I once believed that there was something wrong with me. I was different from those around me on a level which I didn’t understand. I was scared. I was confused. I was deliriously happy, excited, full of energy, and lacking sleep and proper nutrition. I talked more than anyone I know and the words streamed from my mouth with no filter; straight out of my mind, with no regard for the outcome or the feelings and reactions of those around me.
I was living in Savannah at the time, attending high school. I was a freshman, so I was already anxious about meeting new people and stressed about getting good grades. There was more, though.
I had excellent grades, and was hyper focused. Teachers didn’t know how to respond to my special behavior. I wasn’t unruly. I just acted very oddly.
In my Algebra class, I sat on the floor and stretched my legs. I was paying attention, so the teacher let it slide. In my English class, my handwriting was all kinds of sloppy and covered in tears, but I understood concepts and was a bright student, so the teacher took no notice.
I was awkward and lacked certain social skills. I couldn’t connect fully with the kids in my class. I passed out Mardi Gras beads to students who seemed they needed me to “brighten their day,” including students I didn’t know. I quickly earned the name “Bead Girl.”
I carried a lunch box full of small toys with me to all of my classes. I put the moves on a couple of guys who had no interest in getting to know me better. Even then, I understood why. I felt–and thought– I was weird. Broken, even.
Once, I went to a soccer tournament with my team. None of the girls were super friendly to me, but by then, that was what I had come to expect. During a game, I was on the side lines and went to the concession stand. I asked the boy behind the counter if he would hold my tiara while I played my game. He asked me where I was from and I told him, “Heaven.”

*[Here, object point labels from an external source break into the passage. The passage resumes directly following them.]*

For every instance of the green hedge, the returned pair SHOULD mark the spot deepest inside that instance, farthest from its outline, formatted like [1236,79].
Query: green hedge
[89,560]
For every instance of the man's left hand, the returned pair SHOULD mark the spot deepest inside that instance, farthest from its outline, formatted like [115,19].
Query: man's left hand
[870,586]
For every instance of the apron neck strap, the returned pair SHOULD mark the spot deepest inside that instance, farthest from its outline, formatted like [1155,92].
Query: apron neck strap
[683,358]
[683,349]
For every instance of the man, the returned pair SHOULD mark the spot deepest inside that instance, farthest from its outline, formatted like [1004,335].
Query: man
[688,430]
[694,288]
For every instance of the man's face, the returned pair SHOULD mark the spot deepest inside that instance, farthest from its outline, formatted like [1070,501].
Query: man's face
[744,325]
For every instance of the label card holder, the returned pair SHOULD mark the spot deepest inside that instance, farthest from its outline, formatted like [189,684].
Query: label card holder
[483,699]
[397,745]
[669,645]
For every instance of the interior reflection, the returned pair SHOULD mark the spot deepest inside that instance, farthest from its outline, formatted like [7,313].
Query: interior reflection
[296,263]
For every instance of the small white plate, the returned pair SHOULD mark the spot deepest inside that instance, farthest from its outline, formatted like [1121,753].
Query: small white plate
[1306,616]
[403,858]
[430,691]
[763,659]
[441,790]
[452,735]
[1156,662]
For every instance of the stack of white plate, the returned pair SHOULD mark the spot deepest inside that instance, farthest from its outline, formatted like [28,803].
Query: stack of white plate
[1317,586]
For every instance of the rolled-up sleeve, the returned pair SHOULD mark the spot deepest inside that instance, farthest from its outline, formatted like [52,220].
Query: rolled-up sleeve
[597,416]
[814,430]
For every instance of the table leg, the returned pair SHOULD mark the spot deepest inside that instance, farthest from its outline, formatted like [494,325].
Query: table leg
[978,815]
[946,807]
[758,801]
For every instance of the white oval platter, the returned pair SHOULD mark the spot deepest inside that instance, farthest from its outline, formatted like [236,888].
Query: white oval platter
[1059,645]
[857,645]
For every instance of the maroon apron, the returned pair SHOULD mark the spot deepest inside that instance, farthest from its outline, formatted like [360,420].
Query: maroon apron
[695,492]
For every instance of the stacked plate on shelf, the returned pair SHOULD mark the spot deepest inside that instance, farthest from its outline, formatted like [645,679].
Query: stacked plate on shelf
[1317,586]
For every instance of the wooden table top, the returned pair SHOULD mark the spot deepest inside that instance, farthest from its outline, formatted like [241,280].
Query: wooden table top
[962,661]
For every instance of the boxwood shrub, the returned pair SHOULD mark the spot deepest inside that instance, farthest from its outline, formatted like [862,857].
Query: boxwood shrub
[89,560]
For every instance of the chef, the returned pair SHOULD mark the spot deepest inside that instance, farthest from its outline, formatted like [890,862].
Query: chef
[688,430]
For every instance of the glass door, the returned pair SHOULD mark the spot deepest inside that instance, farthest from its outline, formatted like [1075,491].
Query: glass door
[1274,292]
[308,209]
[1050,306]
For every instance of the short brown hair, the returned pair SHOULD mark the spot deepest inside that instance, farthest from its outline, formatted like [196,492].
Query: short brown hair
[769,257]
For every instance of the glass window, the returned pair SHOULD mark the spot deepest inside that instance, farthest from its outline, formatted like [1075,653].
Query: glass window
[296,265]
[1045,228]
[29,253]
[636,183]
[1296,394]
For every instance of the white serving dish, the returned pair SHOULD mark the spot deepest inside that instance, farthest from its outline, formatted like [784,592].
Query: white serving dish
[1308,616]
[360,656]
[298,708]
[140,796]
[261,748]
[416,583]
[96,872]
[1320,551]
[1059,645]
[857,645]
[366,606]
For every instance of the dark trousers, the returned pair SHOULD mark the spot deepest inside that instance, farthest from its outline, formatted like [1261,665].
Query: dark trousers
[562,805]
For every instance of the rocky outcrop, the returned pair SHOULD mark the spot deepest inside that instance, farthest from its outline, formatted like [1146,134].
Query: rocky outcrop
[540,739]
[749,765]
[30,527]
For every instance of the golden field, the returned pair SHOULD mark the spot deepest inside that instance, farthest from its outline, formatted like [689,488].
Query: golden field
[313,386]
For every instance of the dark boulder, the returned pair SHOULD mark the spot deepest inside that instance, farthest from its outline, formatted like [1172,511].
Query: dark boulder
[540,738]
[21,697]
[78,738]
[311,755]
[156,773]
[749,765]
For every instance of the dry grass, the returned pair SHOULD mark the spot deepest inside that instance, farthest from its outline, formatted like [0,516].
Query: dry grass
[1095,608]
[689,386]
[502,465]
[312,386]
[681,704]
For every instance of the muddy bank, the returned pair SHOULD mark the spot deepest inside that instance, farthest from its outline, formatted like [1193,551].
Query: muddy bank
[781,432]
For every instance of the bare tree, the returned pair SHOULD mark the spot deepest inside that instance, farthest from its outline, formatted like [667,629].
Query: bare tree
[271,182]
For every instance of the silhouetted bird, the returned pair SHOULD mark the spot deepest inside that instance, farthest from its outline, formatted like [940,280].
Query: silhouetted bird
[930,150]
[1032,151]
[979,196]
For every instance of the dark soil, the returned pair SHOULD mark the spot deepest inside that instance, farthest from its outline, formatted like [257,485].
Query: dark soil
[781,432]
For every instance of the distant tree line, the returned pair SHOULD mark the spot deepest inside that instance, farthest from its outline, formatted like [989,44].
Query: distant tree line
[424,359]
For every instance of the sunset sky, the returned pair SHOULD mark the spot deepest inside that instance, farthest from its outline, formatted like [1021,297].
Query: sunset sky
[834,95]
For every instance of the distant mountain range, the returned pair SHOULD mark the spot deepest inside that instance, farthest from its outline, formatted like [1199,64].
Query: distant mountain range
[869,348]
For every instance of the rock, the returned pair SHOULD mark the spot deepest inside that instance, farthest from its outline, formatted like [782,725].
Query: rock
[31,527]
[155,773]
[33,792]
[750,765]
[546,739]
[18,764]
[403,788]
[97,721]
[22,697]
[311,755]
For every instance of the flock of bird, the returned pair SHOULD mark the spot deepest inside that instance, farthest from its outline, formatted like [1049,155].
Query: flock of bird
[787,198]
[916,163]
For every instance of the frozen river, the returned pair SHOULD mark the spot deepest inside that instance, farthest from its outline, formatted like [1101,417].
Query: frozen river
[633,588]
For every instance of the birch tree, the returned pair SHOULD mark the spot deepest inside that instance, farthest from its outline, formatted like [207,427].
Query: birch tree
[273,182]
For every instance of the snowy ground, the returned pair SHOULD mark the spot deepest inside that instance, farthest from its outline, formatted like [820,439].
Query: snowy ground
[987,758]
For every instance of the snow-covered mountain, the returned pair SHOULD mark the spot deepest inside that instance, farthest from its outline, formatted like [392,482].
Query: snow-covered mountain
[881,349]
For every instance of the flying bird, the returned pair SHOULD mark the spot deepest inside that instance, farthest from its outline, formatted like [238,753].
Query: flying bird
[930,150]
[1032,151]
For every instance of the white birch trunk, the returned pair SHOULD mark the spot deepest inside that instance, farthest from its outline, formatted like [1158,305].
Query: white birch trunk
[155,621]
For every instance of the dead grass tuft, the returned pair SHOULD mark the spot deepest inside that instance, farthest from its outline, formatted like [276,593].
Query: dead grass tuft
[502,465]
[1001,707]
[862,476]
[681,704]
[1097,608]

When my coach did put me in the game, it was raining and the field was very muddy. I took advantage of that by doing somersaults with my playing time. I was quickly removed and placed on the side lines for the rest of the day.
Time passed. I remained in the dark about what was going on with me, and then for a while I was stable. But that didn’t last forever. When the summer after my sophomore year in high school arrived, the presence of “Berman” surfaced once more. It was unbearable.
My family and I decided to seek professional help, and I learned about psychiatry. I rode on the back of my dad’s motorcycle to the doctor’s office, and for the first time, I felt a glimmer of hope.
After a few minutes, the psychiatrist stamped a label on my head. I had Bipolar I Disorder! It was a thing! A real thing! A treatable illness! I finally found the answer to a long suffering problem. Relief like none I have seen before or since washed over me, filling me with the truth that I was not alone, and that there was really nothing wrong with me.
It has been a battle. There is no cure. But I can say that knowing is better than suffering alone or in silence. Remember who you are, and don’t let Berman win.